Bringing transparency to federal inspections
Tag No.: A0395
Based on review of policy and procedure, medical record review and staff interviews the nursing staff failed to evaluate nursing care as evidenced by failing to document patient safety observations every 15 minutes for 1 of 16 patients reviewed (Patient #1) and failing to document the effect of the prn medications for 1 of 6 patients sampled (Patient #1).
The findings include:
1. Review of the policy and procedure POLICY NO: CS61-Observation (Levels of Observation) (last review date 3/15) on 10/22/2015 revealed, "... All individuals in care are observed for safety a minimum of every 15 minute [sic] unless a more intensive level of observation is order [sic] by a physician. ..."

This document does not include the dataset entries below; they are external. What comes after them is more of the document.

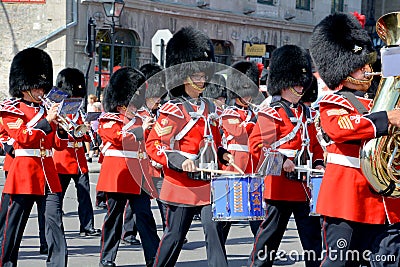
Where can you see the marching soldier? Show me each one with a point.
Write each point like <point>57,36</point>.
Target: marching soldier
<point>154,92</point>
<point>32,175</point>
<point>239,119</point>
<point>71,163</point>
<point>125,165</point>
<point>355,218</point>
<point>283,138</point>
<point>185,190</point>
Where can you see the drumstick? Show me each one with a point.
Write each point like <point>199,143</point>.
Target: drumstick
<point>310,170</point>
<point>237,168</point>
<point>216,171</point>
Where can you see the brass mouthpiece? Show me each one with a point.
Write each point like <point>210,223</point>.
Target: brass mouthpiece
<point>370,74</point>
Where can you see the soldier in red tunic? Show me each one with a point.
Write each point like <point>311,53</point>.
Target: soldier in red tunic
<point>125,165</point>
<point>353,214</point>
<point>239,119</point>
<point>286,130</point>
<point>71,163</point>
<point>154,92</point>
<point>32,175</point>
<point>186,127</point>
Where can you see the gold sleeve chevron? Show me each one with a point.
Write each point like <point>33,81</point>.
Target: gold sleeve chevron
<point>161,131</point>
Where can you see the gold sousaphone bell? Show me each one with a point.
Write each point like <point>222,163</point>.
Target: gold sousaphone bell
<point>71,127</point>
<point>380,157</point>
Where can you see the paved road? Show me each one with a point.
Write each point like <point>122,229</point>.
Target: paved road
<point>84,251</point>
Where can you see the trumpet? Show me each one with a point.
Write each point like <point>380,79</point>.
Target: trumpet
<point>71,127</point>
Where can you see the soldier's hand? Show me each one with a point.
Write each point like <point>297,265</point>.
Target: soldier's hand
<point>394,117</point>
<point>229,158</point>
<point>52,112</point>
<point>148,122</point>
<point>189,166</point>
<point>288,166</point>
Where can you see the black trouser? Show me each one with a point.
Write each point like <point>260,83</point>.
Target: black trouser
<point>254,225</point>
<point>85,208</point>
<point>163,210</point>
<point>348,243</point>
<point>386,248</point>
<point>41,207</point>
<point>129,223</point>
<point>272,229</point>
<point>14,214</point>
<point>112,227</point>
<point>178,221</point>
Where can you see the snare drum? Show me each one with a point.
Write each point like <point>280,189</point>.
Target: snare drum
<point>237,197</point>
<point>315,184</point>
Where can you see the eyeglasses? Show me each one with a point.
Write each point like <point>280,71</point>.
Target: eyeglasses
<point>198,77</point>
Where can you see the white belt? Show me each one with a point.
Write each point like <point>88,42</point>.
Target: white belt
<point>125,154</point>
<point>188,155</point>
<point>343,160</point>
<point>237,147</point>
<point>75,144</point>
<point>33,153</point>
<point>290,153</point>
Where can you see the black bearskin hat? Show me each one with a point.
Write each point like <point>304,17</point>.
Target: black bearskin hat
<point>155,79</point>
<point>125,87</point>
<point>30,68</point>
<point>216,87</point>
<point>311,94</point>
<point>188,51</point>
<point>290,65</point>
<point>72,81</point>
<point>240,85</point>
<point>339,46</point>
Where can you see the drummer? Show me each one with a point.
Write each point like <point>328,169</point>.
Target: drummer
<point>190,121</point>
<point>239,119</point>
<point>283,130</point>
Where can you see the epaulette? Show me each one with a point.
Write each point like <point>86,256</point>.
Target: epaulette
<point>314,113</point>
<point>230,112</point>
<point>110,116</point>
<point>11,109</point>
<point>172,108</point>
<point>218,110</point>
<point>10,101</point>
<point>338,100</point>
<point>270,112</point>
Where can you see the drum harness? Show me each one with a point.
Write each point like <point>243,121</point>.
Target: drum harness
<point>302,158</point>
<point>207,156</point>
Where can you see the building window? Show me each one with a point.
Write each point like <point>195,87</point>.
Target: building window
<point>266,2</point>
<point>337,5</point>
<point>303,4</point>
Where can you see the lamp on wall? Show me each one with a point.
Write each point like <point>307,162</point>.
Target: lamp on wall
<point>370,27</point>
<point>113,9</point>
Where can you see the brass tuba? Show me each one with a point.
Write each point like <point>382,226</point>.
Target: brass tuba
<point>380,157</point>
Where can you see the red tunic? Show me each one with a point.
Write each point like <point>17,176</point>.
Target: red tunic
<point>72,160</point>
<point>154,168</point>
<point>345,193</point>
<point>29,174</point>
<point>237,126</point>
<point>125,160</point>
<point>272,125</point>
<point>177,186</point>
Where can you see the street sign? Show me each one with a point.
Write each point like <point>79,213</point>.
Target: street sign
<point>159,43</point>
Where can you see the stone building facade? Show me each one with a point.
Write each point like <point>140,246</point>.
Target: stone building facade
<point>238,28</point>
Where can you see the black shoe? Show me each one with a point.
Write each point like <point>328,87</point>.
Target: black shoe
<point>131,240</point>
<point>90,232</point>
<point>44,249</point>
<point>104,263</point>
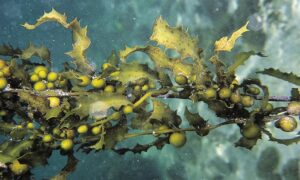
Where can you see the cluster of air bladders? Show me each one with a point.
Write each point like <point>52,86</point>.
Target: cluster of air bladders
<point>80,108</point>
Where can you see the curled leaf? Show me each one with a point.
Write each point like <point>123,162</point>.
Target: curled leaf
<point>80,39</point>
<point>174,38</point>
<point>226,44</point>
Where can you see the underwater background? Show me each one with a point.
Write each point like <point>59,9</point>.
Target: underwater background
<point>274,26</point>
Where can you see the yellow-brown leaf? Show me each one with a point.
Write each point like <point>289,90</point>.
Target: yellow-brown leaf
<point>226,44</point>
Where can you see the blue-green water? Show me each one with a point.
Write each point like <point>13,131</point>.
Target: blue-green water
<point>116,23</point>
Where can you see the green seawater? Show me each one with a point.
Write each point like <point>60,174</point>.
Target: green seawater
<point>274,26</point>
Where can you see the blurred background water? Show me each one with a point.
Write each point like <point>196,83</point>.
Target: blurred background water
<point>113,24</point>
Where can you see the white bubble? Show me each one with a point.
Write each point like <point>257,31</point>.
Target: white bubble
<point>255,22</point>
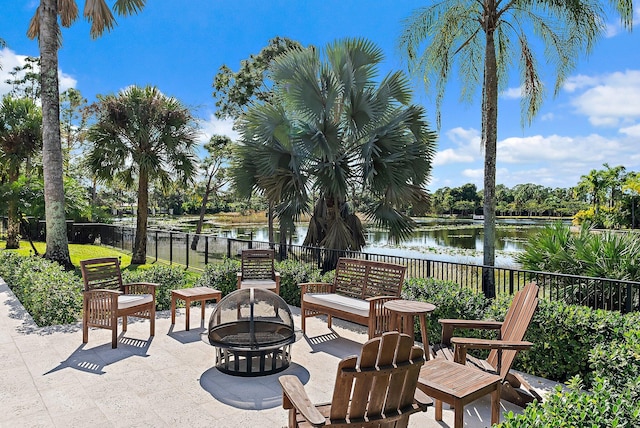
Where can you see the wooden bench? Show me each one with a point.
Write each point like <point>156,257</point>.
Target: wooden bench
<point>357,294</point>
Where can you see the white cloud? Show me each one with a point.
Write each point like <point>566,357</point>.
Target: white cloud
<point>579,81</point>
<point>631,131</point>
<point>467,147</point>
<point>556,148</point>
<point>448,156</point>
<point>214,126</point>
<point>607,100</point>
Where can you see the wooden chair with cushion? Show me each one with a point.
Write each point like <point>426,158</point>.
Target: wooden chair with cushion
<point>106,298</point>
<point>258,271</point>
<point>503,350</point>
<point>377,389</point>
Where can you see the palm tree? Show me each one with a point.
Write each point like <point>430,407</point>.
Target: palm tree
<point>332,130</point>
<point>20,137</point>
<point>44,26</point>
<point>484,36</point>
<point>142,135</point>
<point>593,185</point>
<point>218,148</point>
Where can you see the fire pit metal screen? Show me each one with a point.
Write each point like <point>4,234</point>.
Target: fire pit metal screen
<point>252,331</point>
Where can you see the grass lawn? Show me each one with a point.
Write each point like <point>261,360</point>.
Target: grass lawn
<point>79,252</point>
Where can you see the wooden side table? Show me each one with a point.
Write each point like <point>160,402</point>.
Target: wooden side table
<point>458,385</point>
<point>402,315</point>
<point>195,294</point>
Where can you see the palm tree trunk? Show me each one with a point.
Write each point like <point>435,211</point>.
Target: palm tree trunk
<point>56,235</point>
<point>139,256</point>
<point>489,139</point>
<point>13,221</point>
<point>203,209</point>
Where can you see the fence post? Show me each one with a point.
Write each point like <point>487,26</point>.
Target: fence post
<point>187,248</point>
<point>206,250</point>
<point>511,284</point>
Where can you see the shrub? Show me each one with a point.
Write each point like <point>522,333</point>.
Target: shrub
<point>602,407</point>
<point>168,278</point>
<point>51,295</point>
<point>293,273</point>
<point>221,276</point>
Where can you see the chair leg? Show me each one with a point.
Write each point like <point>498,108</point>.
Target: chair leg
<point>114,336</point>
<point>152,314</point>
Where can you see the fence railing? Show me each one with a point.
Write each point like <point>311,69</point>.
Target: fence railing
<point>196,251</point>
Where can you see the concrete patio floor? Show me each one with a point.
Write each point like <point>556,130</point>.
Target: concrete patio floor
<point>50,379</point>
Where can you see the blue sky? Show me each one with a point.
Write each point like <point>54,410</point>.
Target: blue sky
<point>178,46</point>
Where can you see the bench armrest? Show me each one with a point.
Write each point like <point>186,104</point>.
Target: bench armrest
<point>316,287</point>
<point>448,325</point>
<point>379,317</point>
<point>140,288</point>
<point>294,396</point>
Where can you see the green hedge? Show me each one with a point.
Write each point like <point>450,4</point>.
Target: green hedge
<point>51,295</point>
<point>168,278</point>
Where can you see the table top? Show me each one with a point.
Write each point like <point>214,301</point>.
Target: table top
<point>197,291</point>
<point>454,379</point>
<point>409,306</point>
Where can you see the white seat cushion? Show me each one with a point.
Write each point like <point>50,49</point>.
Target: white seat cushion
<point>258,283</point>
<point>339,302</point>
<point>129,300</point>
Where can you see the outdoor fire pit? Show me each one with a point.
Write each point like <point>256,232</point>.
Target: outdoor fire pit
<point>252,331</point>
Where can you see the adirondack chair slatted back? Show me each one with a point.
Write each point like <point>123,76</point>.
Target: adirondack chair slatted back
<point>103,273</point>
<point>363,279</point>
<point>515,325</point>
<point>257,264</point>
<point>382,382</point>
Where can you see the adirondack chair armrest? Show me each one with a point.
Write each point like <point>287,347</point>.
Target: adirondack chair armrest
<point>140,288</point>
<point>294,396</point>
<point>505,345</point>
<point>448,325</point>
<point>315,287</point>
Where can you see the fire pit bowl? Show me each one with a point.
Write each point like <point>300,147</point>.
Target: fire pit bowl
<point>252,331</point>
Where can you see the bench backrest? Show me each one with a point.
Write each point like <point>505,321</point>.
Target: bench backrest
<point>361,279</point>
<point>257,264</point>
<point>101,273</point>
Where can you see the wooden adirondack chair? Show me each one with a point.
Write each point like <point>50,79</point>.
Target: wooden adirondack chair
<point>504,349</point>
<point>378,389</point>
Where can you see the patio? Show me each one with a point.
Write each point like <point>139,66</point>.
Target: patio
<point>51,379</point>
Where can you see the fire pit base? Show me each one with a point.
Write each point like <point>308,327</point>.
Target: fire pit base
<point>248,363</point>
<point>252,332</point>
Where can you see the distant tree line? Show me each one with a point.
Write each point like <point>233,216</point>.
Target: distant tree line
<point>605,198</point>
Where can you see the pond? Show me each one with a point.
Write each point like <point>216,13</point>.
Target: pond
<point>435,238</point>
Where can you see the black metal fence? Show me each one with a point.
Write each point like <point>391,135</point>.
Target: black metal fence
<point>196,251</point>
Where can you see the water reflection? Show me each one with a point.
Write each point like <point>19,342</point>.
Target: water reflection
<point>441,239</point>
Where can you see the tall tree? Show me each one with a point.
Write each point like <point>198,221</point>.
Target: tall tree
<point>141,135</point>
<point>235,91</point>
<point>44,26</point>
<point>483,37</point>
<point>219,149</point>
<point>20,137</point>
<point>330,128</point>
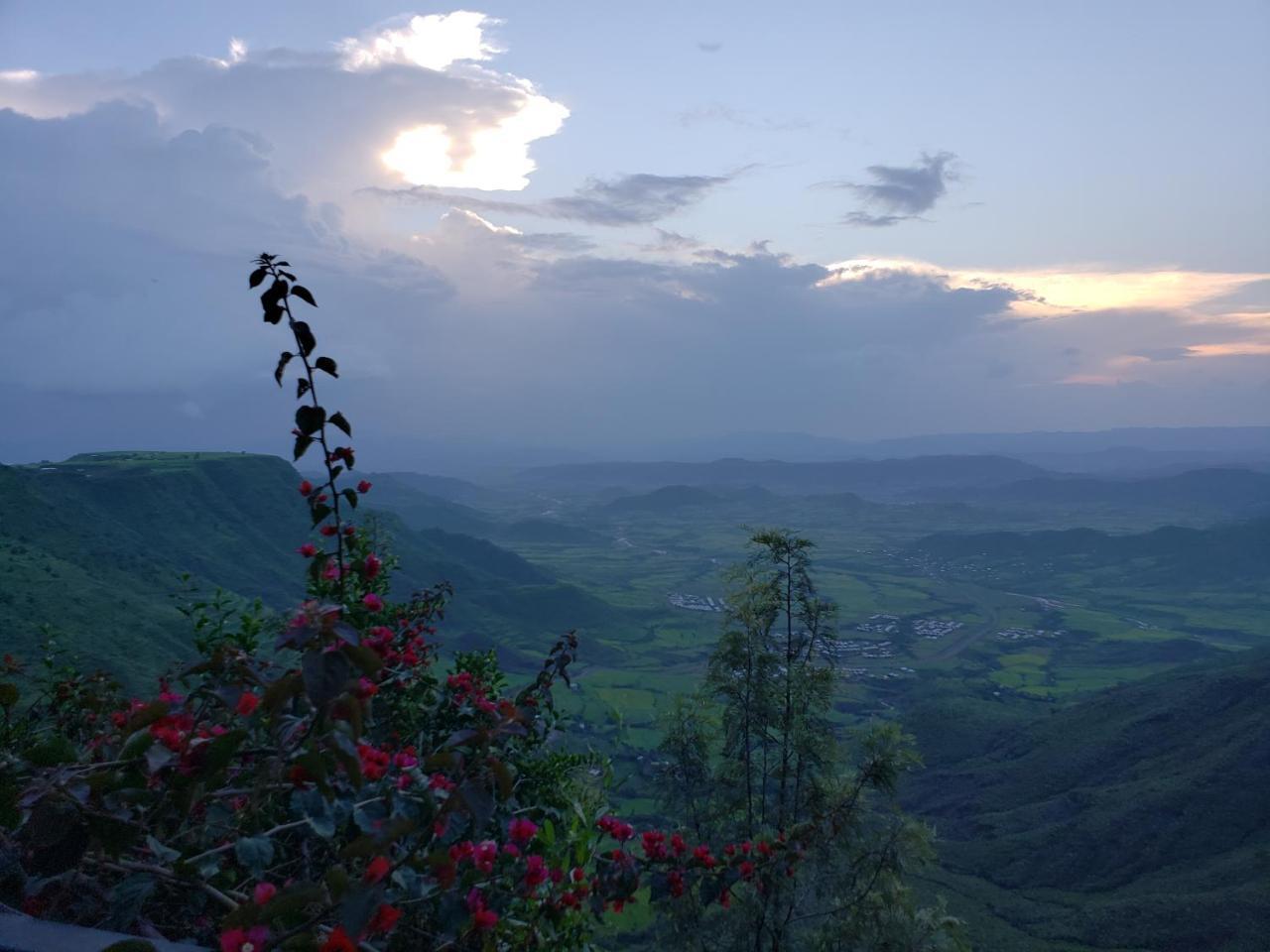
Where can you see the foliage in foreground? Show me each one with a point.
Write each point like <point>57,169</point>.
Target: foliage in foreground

Review of Patient #1's (Pt #1) closed medical record on 10/20/2015 revealed that Pt #1 was involuntarily committed on 10/03/2015 with a diagnosis of depression (feeling of sadness and loss of interest), suicidal thoughts (thoughts about how to kill oneself), and experiencing auditory (hearing)/visual (seeing) hallucinations (a sensory experience of something that does not exist outside the mind) without a command. Review of a "Medical Consult Note" written on 10/6/2015 at 1100 revealed, "pt (Pt #1) at 2035 had 3 minute seizure patient has been increasingly confused, wandering, on the hallways, seeing things not there... Impressions/Recommendations...send patient (Pt #1) to hospital for further eval (evaluation)..." Review of "Nursing Flow Sheet/Progress Record" written on 10/06/2015 at 1330 revealed, Pt #1 was observed by nursing staff as being "delusional, paranoid, and wandering in and out of patient's rooms." Further review revealed the attending psychiatrist was notified, a medical consult was ordered and Pt #1 was taken to an acute care hospital ED (Hospital #2) for evaluation of her medical condition by EMS(emergency medical service). Review of "Precaution Record" documentation revealed every 15 minute observations documented on Pt #1 from admission through 10/05/2015 at 2345. Further review revealed no documentation of every 15 minute observations after 10/05/2015 at 2345.
Interview on 10/22/2015 at 1500 with the CNO(Chief Nursing Officer) revealed, visual confirmation of no documentation of every 15 minute observations after 10/05/2015 at 2345 on Pt #1, and that he " will go to .... (hospital #1) and attempt to find the missing observation sheets.
2. Review of the policy and procedure POLICY NO: NS69 A-Medication Administration (last review date 1/15) revealed "...Medication preparation, administration and documentation are carried out in a consistent and safe manner by the registered and practical nurses ... Documentation 1. Document the reason for administrating PRN (as needed) medication on the PRN Medication form. Enter the date, time, name of PRN medication, reason given, and your initials in space indicated. 2. Reassess patient and document effect of PRN medication. ..."
Review of Patient #1's (Pt #1) closed medical record on 10/20/2015 revealed that Pt #1 was involuntarily committed on 10/03/2015 with a diagnosis of depression (feeling of sadness and loss of interest), suicidal thoughts (thoughts about how to kill oneself), and experiencing auditory (hearing)/visual (seeing) hallucinations (a sensory experience of something that does not exist outside the mind) without a command. Review of medication administation record (MAR) on 10/20/2015 revealed that Vistaril (antianxiety medication) 25mg PO (by mouth) Q (every) 4 hours PRN (as needed) for anxiety(feeling worried or nervous) was administered on 10/05/2015 at 1345, 1700 and 2200, and again on 10/06/2015 at 0530 to Pt #1. Further review revealed that there was no documented reassessment of the effect of the PRN medication on the MAR.
Interview with RN #1 on 10/22/2015 at 1625 revealed visual confirmation that there is no documentation of effectiveness of PRN medication for Pt #1.